Google Launches Gemini Omni for Video Generation and Editing

Google introduced Gemini Omni Flash at its I/O 2026 conference, positioning it as a model that can accept any combination of text, image, audio, or video input and produce edited or generated video as output. The conversational editing interface lets users refine results through back-and-forth prompts rather than rewriting full generation instructions from scratch, a workflow shift that brings video creation closer to how people interact with text-based LLMs.

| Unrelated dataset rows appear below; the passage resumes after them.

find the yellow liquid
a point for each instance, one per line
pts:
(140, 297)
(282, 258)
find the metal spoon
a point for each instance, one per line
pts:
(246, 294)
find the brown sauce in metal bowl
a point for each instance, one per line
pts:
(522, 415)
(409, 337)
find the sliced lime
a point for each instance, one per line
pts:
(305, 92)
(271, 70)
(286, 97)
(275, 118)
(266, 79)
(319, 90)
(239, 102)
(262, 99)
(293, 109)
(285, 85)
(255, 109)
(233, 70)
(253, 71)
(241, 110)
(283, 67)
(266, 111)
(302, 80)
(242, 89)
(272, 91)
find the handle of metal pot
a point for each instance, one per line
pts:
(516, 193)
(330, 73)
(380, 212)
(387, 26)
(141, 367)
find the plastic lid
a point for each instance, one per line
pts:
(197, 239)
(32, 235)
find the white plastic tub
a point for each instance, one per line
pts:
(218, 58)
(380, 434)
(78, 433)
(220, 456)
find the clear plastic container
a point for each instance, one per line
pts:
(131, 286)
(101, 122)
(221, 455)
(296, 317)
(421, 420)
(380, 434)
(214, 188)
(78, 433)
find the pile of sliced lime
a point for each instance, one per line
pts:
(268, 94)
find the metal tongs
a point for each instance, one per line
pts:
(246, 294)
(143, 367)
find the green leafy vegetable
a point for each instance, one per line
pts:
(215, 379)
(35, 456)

Google's pitch for the model's realism rests partly on its training foundation. The company argues that grounding the model in broad factual knowledge - physics, history, cultural context - helps it handle things like fluid dynamics, lighting interaction, and gravity more convincingly than models trained on visual data alone. Whether that claim holds up at scale remains to be tested by users and benchmarks outside Google's own demos.
The model also supports user-defined visual language, meaning creators can specify a style, motion character, or effects palette and have it applied consistently across a generation. Digital avatars with the user's own voice are included as a feature, framed partly as a safety mechanism to govern how likeness is used in AI-generated content.
All output from Gemini Omni carries an embedded SynthID watermark, connecting it to the broader provenance infrastructure Google has been building. The model is rolling out initially to AI Ultra subscribers, with broader access expected to follow.